Yemek yazarı ve radyo programcısı Yalın bu ilk romanında, bir haftalık mutfak eğitiminde bir araya gelen küçük bir topluluğun ortak mutfağına konuk ediyor bizi. Ancak mutfak herkesin mabedi değil, işin ilginç ve güzel yanı da burada: Dört duvarın içinde esnek ve hamarat hareket edebilmeyi “altın bilezik” olarak görenler, yıllar yılı mutfakta esir düşmüş hamaratlar, kendinden kaçarcasına mutfaktan kaçanlar, kendine koşarcasına mutfağa sığınanlar… Bu noktada Yalın, özellikle son zamanlarda dünyanın dört bir yanında yükselişe geçen yemek yarışmalarından aşina olduğumuz hırs, öfke ve azim dolu, ecel terleri döktüren mutfaklardan uzaklaştırıyor bizi. Bunun yerine nispeten sessiz sakin bir mutfakta, başta da dediğim gibi, malzemeleri geniş mutfak tezgâhına seriyor. Tüm karakterleri geçmişleri, bugünleri ve hayal ettikleri ya da köşe bucak kaçtıkları yarınlarıyla tanımamızı istiyor. Aşkı, dostluğu, aileyi, geçmişi ve geleceği düşünürken çoğu zaman burnumuza güzel kokular da gelmiyor hatta! Deterjanlı sufleler, nişastadan kaskatı kesilmiş hamurlar, alev almış fırınlar…

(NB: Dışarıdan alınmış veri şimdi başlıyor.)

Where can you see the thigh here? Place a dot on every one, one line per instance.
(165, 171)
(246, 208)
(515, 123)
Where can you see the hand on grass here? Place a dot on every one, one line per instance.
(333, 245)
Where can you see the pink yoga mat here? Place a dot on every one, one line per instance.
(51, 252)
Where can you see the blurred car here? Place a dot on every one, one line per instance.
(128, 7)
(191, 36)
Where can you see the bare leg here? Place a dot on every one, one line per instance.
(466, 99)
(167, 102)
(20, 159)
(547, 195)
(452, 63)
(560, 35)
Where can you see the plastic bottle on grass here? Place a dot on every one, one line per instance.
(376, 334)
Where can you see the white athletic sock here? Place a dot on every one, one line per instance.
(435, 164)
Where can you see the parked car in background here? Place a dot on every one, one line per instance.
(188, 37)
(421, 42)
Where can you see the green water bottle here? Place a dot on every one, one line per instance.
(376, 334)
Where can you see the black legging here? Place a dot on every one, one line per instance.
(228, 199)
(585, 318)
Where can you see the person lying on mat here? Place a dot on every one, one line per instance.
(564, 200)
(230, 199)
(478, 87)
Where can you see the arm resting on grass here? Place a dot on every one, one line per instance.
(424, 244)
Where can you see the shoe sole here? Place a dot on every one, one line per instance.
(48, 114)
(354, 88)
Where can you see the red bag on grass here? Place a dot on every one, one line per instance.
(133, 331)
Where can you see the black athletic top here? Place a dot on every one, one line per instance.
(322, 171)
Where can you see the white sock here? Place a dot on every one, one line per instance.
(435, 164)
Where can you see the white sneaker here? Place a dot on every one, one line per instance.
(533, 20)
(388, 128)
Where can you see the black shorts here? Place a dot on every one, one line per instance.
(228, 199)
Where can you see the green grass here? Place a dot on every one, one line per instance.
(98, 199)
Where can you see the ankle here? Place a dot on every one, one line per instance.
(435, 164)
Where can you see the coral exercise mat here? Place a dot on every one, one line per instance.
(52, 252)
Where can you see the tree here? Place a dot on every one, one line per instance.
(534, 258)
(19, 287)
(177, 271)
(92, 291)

Tüm bunların iştah kapattığı söylenebilir belki, gelgelelim Yalın insana dair farklı bir noktadan iştahımızı kabartıyor. Bu uyumsuz insan topluluğuna bakarken bir süreden sonra adeta onları olgun mu ham mı diye mıncırırken buluyoruz kendimizi; hangi koşullarda bir araya getirilirlerse mutlu olurlar? Öncesinde bir ayıklamak gerekir mi? Hangi baharatları kullanırsak tatlarını derinleştirebiliriz? Okur kendi kendine mırıldanırken, Güzin Yalın köşeye çekilmiş izliyor bizi, sanki mutfak okulunda o bizi eğitmiş gibi…

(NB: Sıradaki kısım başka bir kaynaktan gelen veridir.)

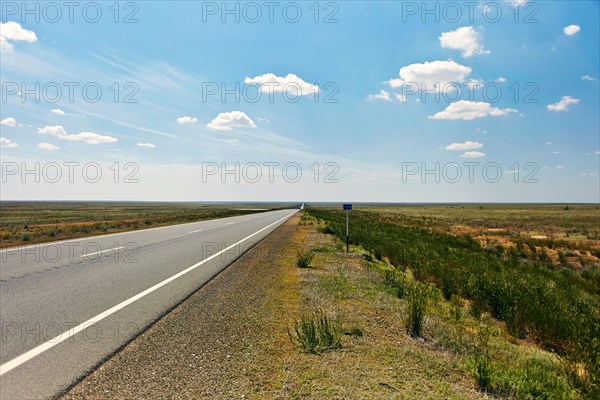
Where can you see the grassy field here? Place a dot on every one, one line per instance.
(36, 222)
(531, 272)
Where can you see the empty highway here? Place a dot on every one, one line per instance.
(67, 306)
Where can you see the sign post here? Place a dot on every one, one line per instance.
(347, 208)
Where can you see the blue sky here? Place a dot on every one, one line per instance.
(534, 135)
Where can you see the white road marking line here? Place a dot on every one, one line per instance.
(23, 358)
(103, 251)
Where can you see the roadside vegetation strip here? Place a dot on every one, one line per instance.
(553, 307)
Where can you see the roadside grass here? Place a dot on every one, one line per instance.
(376, 359)
(550, 307)
(455, 355)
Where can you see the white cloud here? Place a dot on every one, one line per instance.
(57, 111)
(291, 83)
(472, 154)
(187, 120)
(229, 121)
(48, 146)
(468, 145)
(469, 110)
(382, 95)
(10, 121)
(571, 30)
(563, 104)
(474, 84)
(433, 75)
(7, 143)
(87, 137)
(516, 3)
(465, 39)
(13, 32)
(400, 97)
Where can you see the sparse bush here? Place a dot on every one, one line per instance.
(304, 258)
(417, 297)
(482, 361)
(456, 305)
(354, 331)
(316, 332)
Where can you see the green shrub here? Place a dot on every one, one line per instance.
(316, 332)
(482, 361)
(354, 331)
(417, 297)
(304, 258)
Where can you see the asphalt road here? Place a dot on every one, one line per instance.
(67, 306)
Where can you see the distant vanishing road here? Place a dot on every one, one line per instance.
(66, 306)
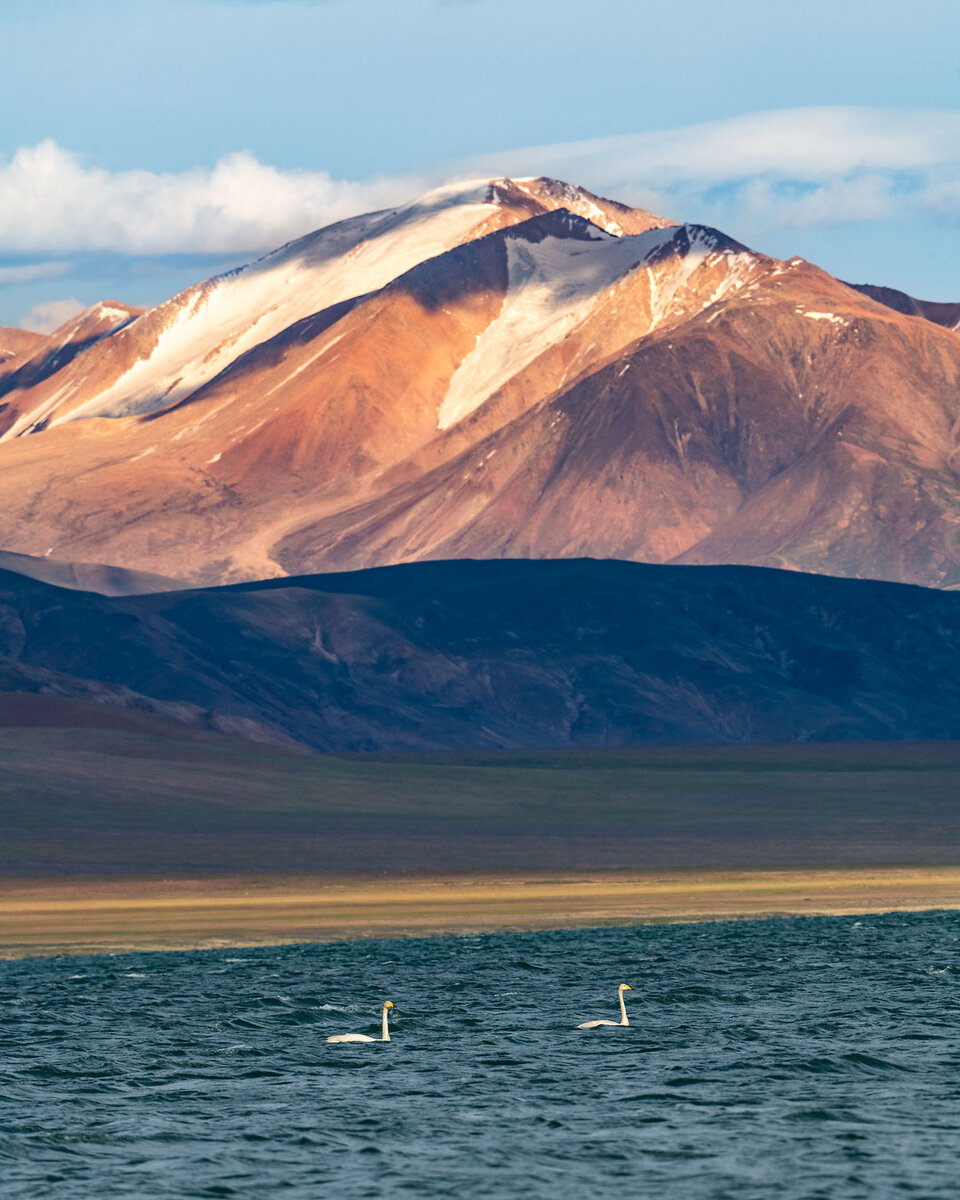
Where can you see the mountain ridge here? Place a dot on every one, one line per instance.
(503, 367)
(503, 653)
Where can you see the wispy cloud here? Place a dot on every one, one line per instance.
(760, 178)
(29, 273)
(51, 315)
(52, 202)
(779, 169)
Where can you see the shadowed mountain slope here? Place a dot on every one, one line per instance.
(511, 653)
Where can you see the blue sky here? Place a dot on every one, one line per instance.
(145, 145)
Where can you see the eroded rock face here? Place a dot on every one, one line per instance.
(502, 369)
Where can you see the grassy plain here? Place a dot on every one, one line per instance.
(147, 837)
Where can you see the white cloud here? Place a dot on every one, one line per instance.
(751, 174)
(45, 318)
(29, 273)
(52, 202)
(779, 169)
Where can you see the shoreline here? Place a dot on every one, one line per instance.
(43, 918)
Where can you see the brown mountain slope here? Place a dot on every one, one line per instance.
(46, 355)
(513, 367)
(947, 315)
(795, 424)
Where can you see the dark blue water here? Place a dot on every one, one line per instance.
(790, 1059)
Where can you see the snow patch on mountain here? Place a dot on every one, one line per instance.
(552, 286)
(207, 328)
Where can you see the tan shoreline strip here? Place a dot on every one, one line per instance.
(60, 917)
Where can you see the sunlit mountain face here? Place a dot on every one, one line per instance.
(503, 369)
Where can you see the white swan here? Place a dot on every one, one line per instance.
(623, 1020)
(363, 1037)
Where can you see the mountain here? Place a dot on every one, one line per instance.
(42, 355)
(17, 341)
(947, 315)
(511, 369)
(499, 654)
(108, 581)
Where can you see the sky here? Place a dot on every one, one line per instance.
(148, 145)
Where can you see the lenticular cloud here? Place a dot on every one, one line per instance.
(52, 202)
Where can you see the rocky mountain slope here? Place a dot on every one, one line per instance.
(474, 654)
(507, 369)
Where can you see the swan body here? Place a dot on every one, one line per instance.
(624, 1019)
(363, 1037)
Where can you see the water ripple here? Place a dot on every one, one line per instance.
(797, 1059)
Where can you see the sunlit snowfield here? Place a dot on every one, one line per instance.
(811, 1057)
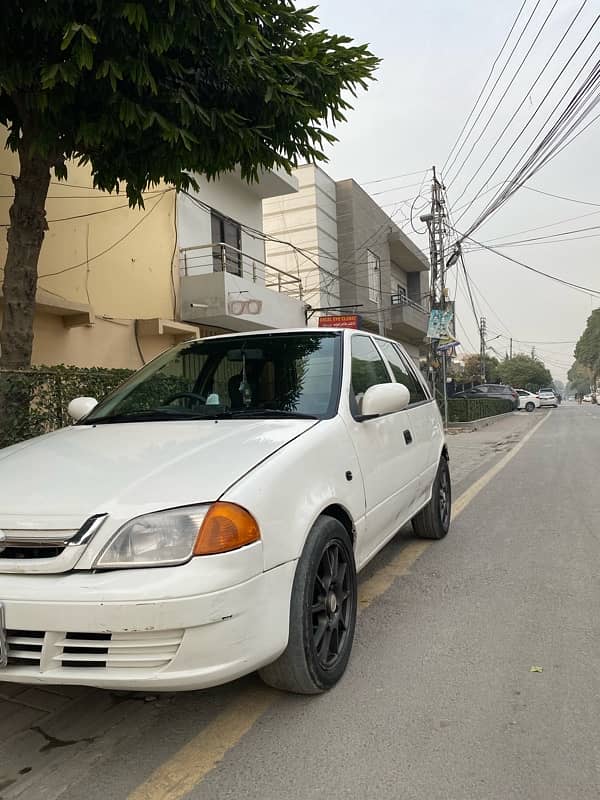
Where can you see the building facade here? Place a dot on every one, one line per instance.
(350, 255)
(113, 287)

İletişim Yayınları’nın Ruhun Gıdası Kitaplar dizisinin son halkası Mutfak Okulu, mutfakla hayat arasındaki o “göstermelik” sınırı ortadan kaldırıyor. İnsanın kalbine giden yol yemekten geçiyor, evet; Güzin Yalın da biliyor bunu. Ama Yalın bunun “tek” yol olmadığını da biliyor ve farklı bir rota oluşturuyor okur için. Kalbe giden yolun içinden geçen başka bir yol… Kafa karıştırabilir, meşakkatli bulunabilir; lakin eh, ne yalan söyleyelim, bu yol daha bile lezzetli olabilir!